Zezo forum:

Post by zezo | 2009-06-09 | 13:17:53

I will post few articles describing how the optimizer and the site work, including performance tuning tricks that I've used.

14 Comments

Post by zezo | 2009-06-09 | 13:21:10

The math:

The optimum sailing route is classic optimization task. It's described briefly in this Wikipedia article

As with other NP-complete problems the trick is reducing the problem space without missing the optimum solution.

Brute force approach becomes impractical too soon as the number of all possible tracks is infinite for all practical purposes (like the computer chess programs)

A quick calculation:

VORG boat polars have 68 discrete points. We can discart some of them with the empirical knowledge that sailing at TWA < 36 ot > 155 won't do any good, and that leaves 54 possible directions at each step.

If 10-minute steps are used the total number of positions in 1 hour is 54^6 or 2.5*10^10, and that's already too much.

So we need a way to reduce the number of starting positions at each step. I've used simple polar approach where the number of 'best' points at each step is fixed. May not be the best one, but gets the complexity down from O(N^2) to O(N).

Then some assumptions are made about reasonable direction - like that you don't want to sail in direction opposite to the destination. That does not work when you have land mass in you route, but the polar approach is not very good in that case anyway.

That gets the number of possible destination down to about 30, depending of the TWA with more choices when reaching.

Now the number of possible positions for 24 hours is reduced to about 5 Million and that is manageable in real time on modern CPU.

To be continued ...

Post by zezo | 2009-06-09 | 13:57:38

The program:

I coded the first proof on concept in perl, just to see if the chosen approach will work at all. It worked indeed, but was relatively slow - with run times in the order of minutes.

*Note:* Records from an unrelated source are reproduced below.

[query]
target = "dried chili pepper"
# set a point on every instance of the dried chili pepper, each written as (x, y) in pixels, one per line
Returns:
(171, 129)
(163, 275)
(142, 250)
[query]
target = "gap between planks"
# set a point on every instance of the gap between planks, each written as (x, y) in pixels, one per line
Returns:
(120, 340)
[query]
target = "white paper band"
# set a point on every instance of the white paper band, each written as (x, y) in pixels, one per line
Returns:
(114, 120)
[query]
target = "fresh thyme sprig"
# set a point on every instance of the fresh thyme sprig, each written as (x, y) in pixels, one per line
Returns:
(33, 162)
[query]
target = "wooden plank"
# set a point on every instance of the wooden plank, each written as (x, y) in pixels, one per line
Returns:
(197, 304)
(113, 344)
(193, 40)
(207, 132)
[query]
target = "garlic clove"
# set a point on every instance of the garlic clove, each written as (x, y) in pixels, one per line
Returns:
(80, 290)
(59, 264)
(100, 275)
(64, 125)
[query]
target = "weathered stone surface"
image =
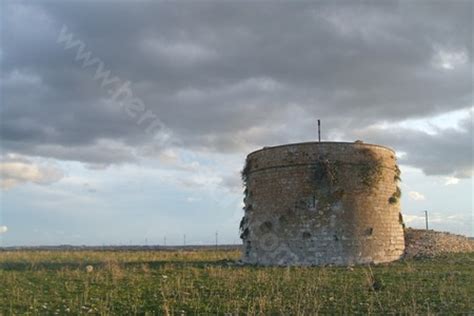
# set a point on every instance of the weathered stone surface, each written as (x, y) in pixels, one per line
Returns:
(321, 203)
(429, 243)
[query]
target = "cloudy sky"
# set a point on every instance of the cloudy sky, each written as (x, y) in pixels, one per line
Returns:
(128, 122)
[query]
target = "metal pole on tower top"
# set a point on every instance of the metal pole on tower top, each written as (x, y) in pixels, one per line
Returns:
(319, 130)
(426, 219)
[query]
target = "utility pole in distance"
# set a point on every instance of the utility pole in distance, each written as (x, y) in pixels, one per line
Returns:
(426, 219)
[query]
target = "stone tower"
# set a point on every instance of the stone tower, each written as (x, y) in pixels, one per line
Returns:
(322, 203)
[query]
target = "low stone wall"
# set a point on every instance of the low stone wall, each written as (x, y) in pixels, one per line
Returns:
(428, 243)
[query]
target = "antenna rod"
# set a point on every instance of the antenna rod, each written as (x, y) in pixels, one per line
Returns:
(426, 219)
(319, 130)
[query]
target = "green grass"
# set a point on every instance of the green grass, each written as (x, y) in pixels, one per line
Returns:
(146, 283)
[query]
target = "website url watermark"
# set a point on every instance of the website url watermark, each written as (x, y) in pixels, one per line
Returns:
(119, 91)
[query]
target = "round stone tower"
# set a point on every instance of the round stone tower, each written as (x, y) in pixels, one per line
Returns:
(322, 203)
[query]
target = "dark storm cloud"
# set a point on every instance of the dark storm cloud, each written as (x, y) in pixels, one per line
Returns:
(228, 76)
(445, 152)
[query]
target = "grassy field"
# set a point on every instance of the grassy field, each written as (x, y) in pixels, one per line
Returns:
(209, 282)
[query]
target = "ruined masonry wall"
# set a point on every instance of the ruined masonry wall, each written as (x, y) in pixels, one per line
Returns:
(321, 203)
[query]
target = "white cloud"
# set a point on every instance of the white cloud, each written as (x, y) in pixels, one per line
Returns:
(451, 180)
(417, 196)
(449, 59)
(15, 170)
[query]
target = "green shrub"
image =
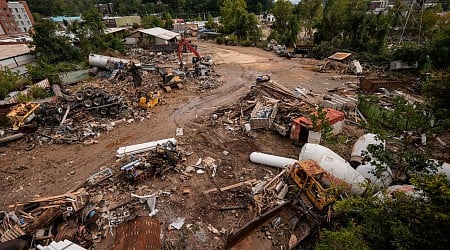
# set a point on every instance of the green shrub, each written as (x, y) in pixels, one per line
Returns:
(220, 40)
(9, 81)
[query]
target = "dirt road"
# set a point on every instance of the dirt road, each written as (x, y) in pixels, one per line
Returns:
(52, 169)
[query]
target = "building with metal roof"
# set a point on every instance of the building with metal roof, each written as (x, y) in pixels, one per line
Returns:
(153, 36)
(16, 57)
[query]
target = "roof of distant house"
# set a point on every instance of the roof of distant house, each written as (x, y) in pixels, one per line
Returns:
(11, 50)
(114, 30)
(160, 33)
(339, 56)
(58, 19)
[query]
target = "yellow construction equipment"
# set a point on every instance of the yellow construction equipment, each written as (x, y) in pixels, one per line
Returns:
(22, 113)
(309, 176)
(150, 100)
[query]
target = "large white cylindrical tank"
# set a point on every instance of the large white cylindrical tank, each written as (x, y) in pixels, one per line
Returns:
(100, 61)
(334, 165)
(361, 145)
(444, 169)
(368, 171)
(271, 160)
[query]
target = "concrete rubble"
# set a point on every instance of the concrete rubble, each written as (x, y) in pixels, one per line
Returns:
(119, 200)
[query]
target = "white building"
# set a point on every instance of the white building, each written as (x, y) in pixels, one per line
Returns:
(21, 15)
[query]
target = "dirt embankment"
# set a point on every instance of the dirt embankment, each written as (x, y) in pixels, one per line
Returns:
(52, 169)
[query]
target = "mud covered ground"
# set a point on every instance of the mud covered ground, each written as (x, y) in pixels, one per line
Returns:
(52, 169)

I had the idea of turning it into online service from the beginning, and the run time had to be reduced to few seconds to make is suitable for multi-user environment.

So the next step was rewriting the core of the algorithm in C and checking the performance. Results were pretty interesting.

The original run time of the perl version for given parameters was about 300 seconds.

The time for unoptimized C program was about 16 seconds, or 20 times faster. That showed that interpreted language as perl is not that much slower than C as we usually think, but was still too slow.

Reducing the accuracy from double to single precision math brought that down to 10 seconds. Compiling with full optimizations for the target CPU brought that down to 6s.

The compiler used so far was gcc4. Then I decided to give the commercial ($800 license) Intel cc compiler a try. Fortunately there is time - limited trial available.

Compiling the code with it resulted in 2-second run time! Obviously gcc was not using the full vector math capabilities of modern CPUs.

I try to avoid using commercial software if possible, so decided to help the gcc a bit. There are 2 freely available sse/simd libraries for the X86 platform. Both have the very useful sincos4 function, which calculates both sin() and cos() of four angles in parallel, and that happened to be very useful for the great circle formulas.

The vectorized great circle destination function looks like this:

float gc_distance(float lon1, float lat1, float lon2, float lat2)
{
vf4 vx, sin4, cos4;
vx.f[0] = (lon2-lon1)/2;
vx.f[1] = (lat2-lat1)/2;
vx.f[2] = lat1;
vx.f[3] = lat2;
sincos_ps(vx.v, &sin4.v, &cos4.v);

float a = sin4.f[1]*sin4.f[1] + cos4.f[2] * cos4.f[3] * sin4.f[0] * sin4.f[0];
return 6378/1.852 * 2 * atan2f(sqrtf(a), sqrtf(1-a));
}

Using sse_mathfun.h brought the gcc results within 20% of the icc, and that was good enough, so at this point I could go on with the rest of the project.

To be continued ...

Post by zezo | 2009-06-09 | 14:41:47

The site:

Now the overhead of loading GRIB files, polar diagrams, land collision chart and other data was becoming significant compared to the math core of the algorithm.

There are to approaches for reducing that effect:

1) Just reduce the overhead
2) Make the program run as daemon, so overhead applies only once for many optimizer runs.

I've chosen the simplest (first) one with the following tricks:

Ground map and boat polars are turned into object files and compiled into the executable. The polar diagrams themselves are reduced to single array for 'ideal' sail at every possible integer angle. This way determining the boat speed turns into single table lookup operation.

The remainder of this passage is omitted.